According to the document read by the secretary for works, Isaac Asaku, the new move is aimed at enabling Soroti regain its status of being one of the cleanest towns in the country.

Asaku said that while the other categories pay monthly for garbage collection, the market vendors are to pay daily to the service provider between 200 and 1,000 Shillings.

“Garbage is to be collected at least twice in a week and in case the client/ public/ business person requires more days of garbage collection, they will agree with the garbage collector.

For the case of the markets, garbage will be collected twice in a day. The company/group allocated to various markets will be responsible for the sweeping of the market except during general cleaning which includes scrubbing with water and soap”, the document containing rates reads in part.

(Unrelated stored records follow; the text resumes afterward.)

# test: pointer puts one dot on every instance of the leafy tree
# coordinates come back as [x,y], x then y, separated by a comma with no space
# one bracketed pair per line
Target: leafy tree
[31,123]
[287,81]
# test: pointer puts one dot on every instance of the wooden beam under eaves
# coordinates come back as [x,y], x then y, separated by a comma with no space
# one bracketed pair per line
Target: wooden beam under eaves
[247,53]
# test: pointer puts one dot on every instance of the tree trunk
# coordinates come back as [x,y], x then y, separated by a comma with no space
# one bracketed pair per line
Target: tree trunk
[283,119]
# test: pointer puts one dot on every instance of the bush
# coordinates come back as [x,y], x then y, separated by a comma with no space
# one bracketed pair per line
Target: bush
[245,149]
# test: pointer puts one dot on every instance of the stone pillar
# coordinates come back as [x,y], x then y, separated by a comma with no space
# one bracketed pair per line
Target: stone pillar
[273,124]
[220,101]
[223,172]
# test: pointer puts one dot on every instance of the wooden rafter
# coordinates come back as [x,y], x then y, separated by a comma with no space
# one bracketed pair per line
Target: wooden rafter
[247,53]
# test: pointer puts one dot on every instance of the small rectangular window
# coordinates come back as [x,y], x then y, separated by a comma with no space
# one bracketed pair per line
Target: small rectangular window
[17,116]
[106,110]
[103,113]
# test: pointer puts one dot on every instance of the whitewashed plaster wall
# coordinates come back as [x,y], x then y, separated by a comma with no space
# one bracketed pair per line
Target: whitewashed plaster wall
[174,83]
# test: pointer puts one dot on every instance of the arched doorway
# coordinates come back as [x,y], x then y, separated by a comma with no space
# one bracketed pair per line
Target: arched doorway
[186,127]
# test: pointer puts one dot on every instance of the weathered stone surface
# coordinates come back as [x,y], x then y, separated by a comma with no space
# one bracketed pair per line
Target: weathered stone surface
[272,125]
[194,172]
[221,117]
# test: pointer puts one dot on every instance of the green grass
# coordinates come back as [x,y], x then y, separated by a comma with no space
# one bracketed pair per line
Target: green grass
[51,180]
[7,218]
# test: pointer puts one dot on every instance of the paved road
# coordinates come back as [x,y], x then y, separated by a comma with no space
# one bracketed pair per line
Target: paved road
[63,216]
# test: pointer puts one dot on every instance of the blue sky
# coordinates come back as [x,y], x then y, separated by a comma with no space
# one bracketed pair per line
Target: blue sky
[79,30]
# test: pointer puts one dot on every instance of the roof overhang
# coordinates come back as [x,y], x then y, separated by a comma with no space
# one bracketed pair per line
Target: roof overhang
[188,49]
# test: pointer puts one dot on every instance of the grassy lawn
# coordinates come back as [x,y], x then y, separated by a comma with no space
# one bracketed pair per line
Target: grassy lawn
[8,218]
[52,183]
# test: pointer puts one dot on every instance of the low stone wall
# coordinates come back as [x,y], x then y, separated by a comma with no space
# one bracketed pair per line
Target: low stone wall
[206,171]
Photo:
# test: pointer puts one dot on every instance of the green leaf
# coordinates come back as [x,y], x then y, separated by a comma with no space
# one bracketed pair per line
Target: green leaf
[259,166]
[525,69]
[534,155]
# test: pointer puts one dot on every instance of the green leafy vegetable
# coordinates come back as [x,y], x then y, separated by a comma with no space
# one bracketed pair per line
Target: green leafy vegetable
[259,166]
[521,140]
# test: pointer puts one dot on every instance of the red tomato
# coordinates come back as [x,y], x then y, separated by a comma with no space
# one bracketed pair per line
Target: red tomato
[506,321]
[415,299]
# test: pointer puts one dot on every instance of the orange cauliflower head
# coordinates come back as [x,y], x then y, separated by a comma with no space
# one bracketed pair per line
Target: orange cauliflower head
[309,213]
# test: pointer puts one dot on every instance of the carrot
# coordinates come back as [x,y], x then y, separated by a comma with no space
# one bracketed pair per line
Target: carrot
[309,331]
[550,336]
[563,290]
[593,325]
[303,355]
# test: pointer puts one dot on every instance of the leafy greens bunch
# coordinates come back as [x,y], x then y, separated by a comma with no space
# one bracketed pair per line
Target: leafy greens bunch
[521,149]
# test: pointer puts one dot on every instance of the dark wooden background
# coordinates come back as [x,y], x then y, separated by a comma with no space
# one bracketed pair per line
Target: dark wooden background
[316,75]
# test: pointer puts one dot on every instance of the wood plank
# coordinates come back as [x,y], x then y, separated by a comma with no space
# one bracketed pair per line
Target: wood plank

Emmanuel Okaja, the Deputy City Clerk in Soroti says that the rates will be used to avoid cases of exploitation of residents in the city.

Freda Apolot, a market vendor in the central market says that she will pay for the service provided the new move improves sanitation in the market. “We have garbage piled in our midst. Sometimes, the garbage stench scares away our customers and this makes us lose, so as long as the changes bring sanity in the market, I will meet the costs,”  she said.

Soroti Central Market, a 24 billion Shilling facility was constructed with funding from the African Development Bank and was commissioned by President Yoweri Museveni in November 2020. It commenced operations in June last year with over 1,000 vendors.